This topic is titled to specifically consider only row estimation after joins, precluding discussion of row estimates at the source table, which has already been addressed in papers covering the new Cardinality Estimator in SQL Server 2014 and other statistics papers for previous versions of SQL Server.
There are certain situations in which the query compile time can be excessively long even for queries of moderate complexity. This could be true when the plan cost is very high, so that the query optimizer expends more effort to find a better plan before reaching the time out, that is, the time out setting appear to be a function of the plan cost. Even then, the query optimizer could still make row estimation errors in the operations after the source table (for which data distribution statistics are kept on columns and indexes) of sufficient consequence that renders the remainder of the plan un-executable in a practical time frame.
The new cardinality estimator in SQL Server 2014 is helpful in resolving known issues, but has little to improve row estimates after the initial access at the data source beyond fixed rules which may be more generally true than the rule used before. That said, the query optimizer only attempts to estimate rows (and other cost factors) using a combination of the information it has, and rules for situations where there are no grounds for making a knowledge based estimate.
So why be bound by this rule of estimating only? The other company (only sometimes in the news concerning databases) has (recently introduced?) adaptive query optimization that can make run-time adjustments to the execution plan. Sure that’s nice, but I am thinking something more sophisticated could done in forming the plan but less complex than the ability to change course in the midst of execution.

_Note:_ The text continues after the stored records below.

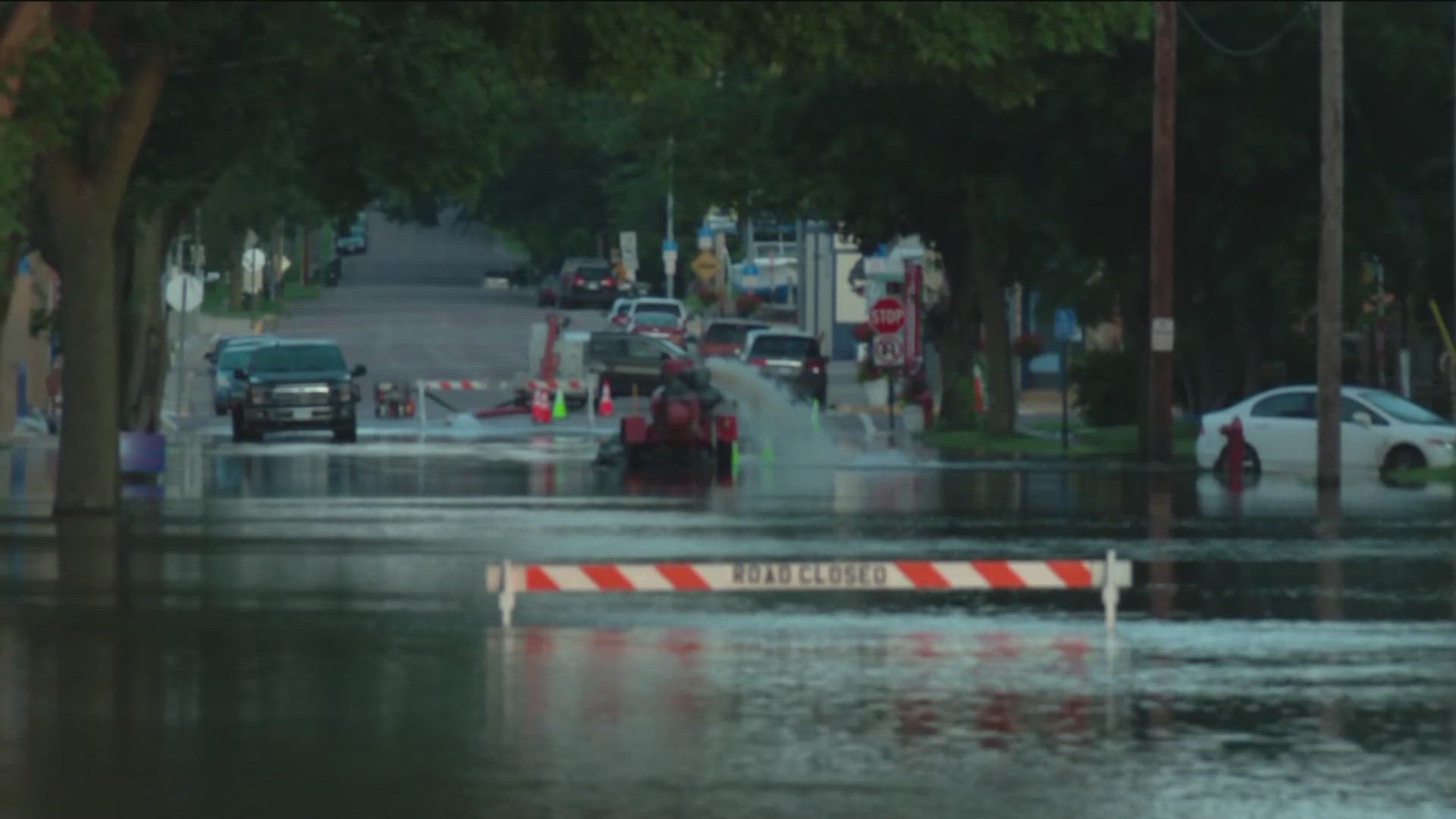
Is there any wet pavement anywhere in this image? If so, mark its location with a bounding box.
[0,436,1456,819]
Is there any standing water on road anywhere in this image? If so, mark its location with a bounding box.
[708,359,845,465]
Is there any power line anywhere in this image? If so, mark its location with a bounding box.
[1178,2,1315,57]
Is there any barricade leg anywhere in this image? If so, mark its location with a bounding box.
[1102,549,1119,635]
[500,560,516,628]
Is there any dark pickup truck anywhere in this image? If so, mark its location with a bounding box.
[233,340,366,443]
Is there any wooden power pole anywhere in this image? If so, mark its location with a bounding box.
[1147,0,1178,463]
[1315,0,1345,488]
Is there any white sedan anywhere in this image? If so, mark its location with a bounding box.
[1194,384,1456,472]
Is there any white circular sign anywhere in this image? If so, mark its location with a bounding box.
[872,334,905,367]
[243,248,268,272]
[165,272,204,313]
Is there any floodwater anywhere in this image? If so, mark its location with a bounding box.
[0,436,1456,819]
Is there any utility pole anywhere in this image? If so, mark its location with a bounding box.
[1147,0,1178,463]
[663,134,677,299]
[1315,0,1345,488]
[1444,3,1456,419]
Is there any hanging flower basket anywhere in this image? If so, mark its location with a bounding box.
[734,293,763,318]
[1010,332,1041,362]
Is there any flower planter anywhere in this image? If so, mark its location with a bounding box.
[861,379,890,406]
[118,433,168,479]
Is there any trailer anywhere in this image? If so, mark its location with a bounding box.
[517,316,594,406]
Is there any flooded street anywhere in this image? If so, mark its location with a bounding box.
[0,436,1456,819]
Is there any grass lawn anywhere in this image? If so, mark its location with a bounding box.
[202,270,323,319]
[921,421,1198,457]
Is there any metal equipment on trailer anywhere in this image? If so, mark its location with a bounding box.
[622,359,738,475]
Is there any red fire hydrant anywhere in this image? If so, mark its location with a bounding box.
[1219,417,1244,491]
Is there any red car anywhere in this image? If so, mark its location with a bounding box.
[628,310,686,347]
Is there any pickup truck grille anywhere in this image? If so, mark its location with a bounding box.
[269,383,329,406]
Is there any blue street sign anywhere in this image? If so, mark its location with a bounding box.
[1053,307,1078,341]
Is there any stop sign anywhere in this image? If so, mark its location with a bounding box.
[869,296,905,335]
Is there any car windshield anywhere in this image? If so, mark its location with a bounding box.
[638,302,682,316]
[750,335,817,359]
[249,344,344,373]
[703,322,763,344]
[655,338,687,359]
[1360,389,1451,427]
[632,310,677,326]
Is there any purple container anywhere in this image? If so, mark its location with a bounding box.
[121,433,168,476]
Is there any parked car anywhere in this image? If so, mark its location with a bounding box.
[739,328,828,406]
[233,340,366,443]
[607,299,636,328]
[626,297,687,328]
[1194,384,1456,472]
[556,258,619,309]
[585,329,689,400]
[202,334,277,416]
[628,310,687,347]
[536,275,560,307]
[698,319,770,359]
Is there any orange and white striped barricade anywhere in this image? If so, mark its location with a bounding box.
[415,379,516,435]
[486,549,1133,632]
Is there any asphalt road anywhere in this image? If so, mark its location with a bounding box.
[0,214,1456,819]
[269,213,547,414]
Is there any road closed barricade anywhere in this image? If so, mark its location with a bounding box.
[486,551,1133,629]
[415,378,516,433]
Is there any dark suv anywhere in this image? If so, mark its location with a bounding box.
[233,340,366,443]
[556,259,619,309]
[741,329,828,406]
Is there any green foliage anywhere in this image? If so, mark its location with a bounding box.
[1067,350,1141,427]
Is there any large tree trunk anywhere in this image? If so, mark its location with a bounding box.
[971,242,1016,435]
[41,52,168,516]
[121,210,173,431]
[926,223,980,430]
[46,174,118,514]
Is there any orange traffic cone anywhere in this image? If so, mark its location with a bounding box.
[597,379,613,419]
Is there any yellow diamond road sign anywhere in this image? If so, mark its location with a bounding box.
[693,252,722,281]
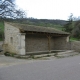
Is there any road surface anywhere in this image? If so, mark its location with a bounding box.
[0,55,80,80]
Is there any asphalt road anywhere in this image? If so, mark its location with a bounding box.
[0,56,80,80]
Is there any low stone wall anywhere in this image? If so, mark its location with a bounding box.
[66,41,80,51]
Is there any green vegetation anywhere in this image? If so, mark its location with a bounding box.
[0,21,4,41]
[70,37,80,41]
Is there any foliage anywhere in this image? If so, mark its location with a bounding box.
[0,0,25,19]
[73,20,80,39]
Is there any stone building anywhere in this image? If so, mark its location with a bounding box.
[4,22,69,55]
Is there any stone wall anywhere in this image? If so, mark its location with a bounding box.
[26,33,68,52]
[54,37,69,50]
[69,41,80,51]
[26,34,48,52]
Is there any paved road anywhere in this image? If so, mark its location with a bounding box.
[0,56,80,80]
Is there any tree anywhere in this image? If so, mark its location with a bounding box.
[72,20,80,39]
[0,0,26,18]
[64,13,74,33]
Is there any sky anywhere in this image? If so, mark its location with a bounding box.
[16,0,80,20]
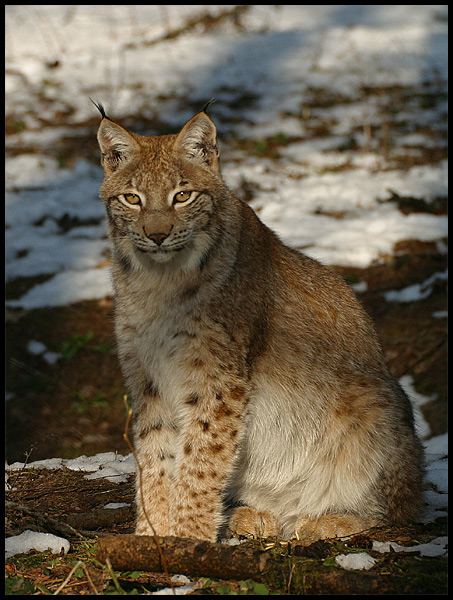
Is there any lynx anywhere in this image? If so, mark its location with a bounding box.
[98,105,423,543]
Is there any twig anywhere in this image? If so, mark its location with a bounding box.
[5,500,89,540]
[53,560,83,596]
[83,563,99,596]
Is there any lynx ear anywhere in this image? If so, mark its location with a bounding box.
[98,118,140,173]
[174,112,219,171]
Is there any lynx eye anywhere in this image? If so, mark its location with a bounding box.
[123,194,142,206]
[173,191,192,202]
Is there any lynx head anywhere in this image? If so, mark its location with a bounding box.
[98,105,226,266]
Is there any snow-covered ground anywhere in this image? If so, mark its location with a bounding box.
[6,5,447,309]
[5,5,448,576]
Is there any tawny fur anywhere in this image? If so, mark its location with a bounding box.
[98,112,422,542]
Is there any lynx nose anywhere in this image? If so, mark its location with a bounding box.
[147,233,168,246]
[143,225,173,246]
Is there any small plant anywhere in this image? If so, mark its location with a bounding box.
[71,392,107,415]
[58,331,113,359]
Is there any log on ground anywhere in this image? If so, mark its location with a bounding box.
[97,535,275,579]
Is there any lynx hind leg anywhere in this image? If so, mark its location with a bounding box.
[228,506,282,538]
[295,513,382,545]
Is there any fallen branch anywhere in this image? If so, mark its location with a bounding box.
[97,535,436,595]
[5,500,88,540]
[64,506,134,530]
[97,535,275,579]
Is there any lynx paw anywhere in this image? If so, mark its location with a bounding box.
[228,506,282,538]
[296,513,379,546]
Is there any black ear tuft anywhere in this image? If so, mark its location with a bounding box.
[90,98,111,121]
[200,98,215,114]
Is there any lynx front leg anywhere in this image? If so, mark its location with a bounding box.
[170,386,246,542]
[134,401,177,536]
[296,513,382,545]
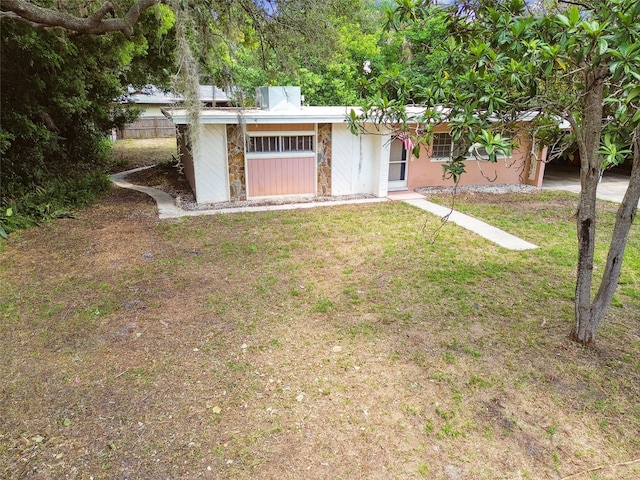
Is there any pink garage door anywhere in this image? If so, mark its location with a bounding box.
[247,157,316,197]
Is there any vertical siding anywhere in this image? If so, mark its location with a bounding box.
[194,125,229,203]
[176,125,196,197]
[331,124,360,195]
[247,157,316,197]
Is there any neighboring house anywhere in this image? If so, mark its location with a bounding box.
[118,85,231,138]
[165,87,546,203]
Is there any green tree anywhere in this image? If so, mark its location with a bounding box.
[352,0,640,344]
[0,0,361,233]
[0,4,173,234]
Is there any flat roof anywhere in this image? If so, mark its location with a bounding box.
[163,106,362,125]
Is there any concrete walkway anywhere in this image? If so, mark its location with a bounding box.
[388,192,538,250]
[111,167,538,250]
[111,166,389,219]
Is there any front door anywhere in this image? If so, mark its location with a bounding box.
[389,138,408,191]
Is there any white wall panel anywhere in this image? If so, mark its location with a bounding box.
[331,124,390,196]
[194,125,229,203]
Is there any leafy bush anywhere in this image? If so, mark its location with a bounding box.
[0,172,111,237]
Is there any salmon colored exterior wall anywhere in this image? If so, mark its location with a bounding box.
[407,125,530,190]
[247,123,316,132]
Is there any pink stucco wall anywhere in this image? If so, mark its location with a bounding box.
[407,125,530,190]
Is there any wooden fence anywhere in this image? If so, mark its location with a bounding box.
[118,117,176,138]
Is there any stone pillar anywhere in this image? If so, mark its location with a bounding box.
[316,123,331,196]
[227,125,247,201]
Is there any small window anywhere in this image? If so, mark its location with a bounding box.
[431,133,453,160]
[247,135,313,153]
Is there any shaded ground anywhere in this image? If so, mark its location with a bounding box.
[0,141,640,480]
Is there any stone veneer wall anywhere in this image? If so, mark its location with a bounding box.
[227,125,247,200]
[317,123,331,195]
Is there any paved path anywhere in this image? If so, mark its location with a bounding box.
[389,192,538,250]
[111,167,538,250]
[542,169,629,203]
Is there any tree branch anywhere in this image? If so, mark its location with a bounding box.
[0,0,166,38]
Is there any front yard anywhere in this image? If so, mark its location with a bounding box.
[0,168,640,479]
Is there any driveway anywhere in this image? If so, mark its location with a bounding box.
[542,169,629,203]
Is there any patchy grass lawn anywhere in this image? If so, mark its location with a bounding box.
[0,142,640,480]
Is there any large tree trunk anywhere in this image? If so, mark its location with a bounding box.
[571,72,640,345]
[592,125,640,321]
[571,69,604,345]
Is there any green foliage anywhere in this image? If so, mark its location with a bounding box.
[0,4,173,232]
[364,0,640,169]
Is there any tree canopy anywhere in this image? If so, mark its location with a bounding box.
[0,0,377,233]
[351,0,640,344]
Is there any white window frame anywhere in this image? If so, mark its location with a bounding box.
[245,130,316,158]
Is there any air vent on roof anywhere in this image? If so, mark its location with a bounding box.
[256,87,301,110]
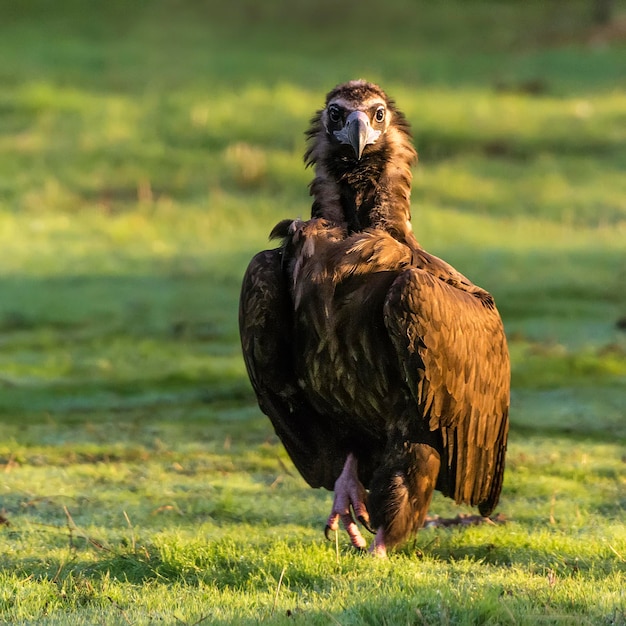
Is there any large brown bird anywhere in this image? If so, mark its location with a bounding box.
[239,81,510,555]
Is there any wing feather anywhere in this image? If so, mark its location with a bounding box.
[385,268,510,515]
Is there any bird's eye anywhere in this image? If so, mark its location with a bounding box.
[328,106,341,124]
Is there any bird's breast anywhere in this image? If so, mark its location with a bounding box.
[294,275,403,435]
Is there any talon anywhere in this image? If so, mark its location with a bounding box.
[324,454,374,550]
[359,515,376,535]
[324,524,333,541]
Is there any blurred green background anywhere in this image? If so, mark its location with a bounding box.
[0,0,626,623]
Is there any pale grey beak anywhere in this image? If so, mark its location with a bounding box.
[334,111,380,159]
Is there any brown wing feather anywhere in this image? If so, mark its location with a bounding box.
[385,269,510,515]
[239,245,346,489]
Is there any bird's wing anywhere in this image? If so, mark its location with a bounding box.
[385,269,510,515]
[239,249,347,489]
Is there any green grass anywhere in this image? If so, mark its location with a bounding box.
[0,0,626,626]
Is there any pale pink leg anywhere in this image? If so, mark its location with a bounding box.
[370,528,387,559]
[326,453,371,550]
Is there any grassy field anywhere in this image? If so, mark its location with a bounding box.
[0,0,626,626]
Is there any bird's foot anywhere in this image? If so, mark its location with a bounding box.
[325,453,374,550]
[369,528,387,559]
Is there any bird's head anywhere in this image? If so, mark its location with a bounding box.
[305,80,410,165]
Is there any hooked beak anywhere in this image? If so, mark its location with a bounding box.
[334,111,380,159]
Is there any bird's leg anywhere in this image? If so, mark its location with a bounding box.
[325,453,373,550]
[370,443,441,557]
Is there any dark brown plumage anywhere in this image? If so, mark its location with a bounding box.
[240,81,510,554]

Obviously, if a query has an obviously correct execution plan that can be determined by existing techniques, and the plan cost is fairly low, then no change is necessary. Further special technique should only be considered for expensive queries, particularly in which the row estimates at the intermediate steps are difficult to assess.
Consider query below
SELECT bunch of columns
FROM Nation n
JOIN Customers c ON c.NationId = n.NationId
JOIN Orders o ON o.CustumerId = c.CustomerId
WHERE n.Country LIKE ‘Z%’
From statistics, we know approximately how many countries have a name beginning with Z. SQL Server also has a histogram for the NationId column in the Customers table. If we had specified the list of NationId values (with equality on to both tables), SQL Server could use the more detailed information from the histogram to make a row estimate. But because we specified the Country name column that is only in the Nation table, we must use the average number of customers per county (in the density vector) multiplied by the number of countries to estimate rows after the join to customers.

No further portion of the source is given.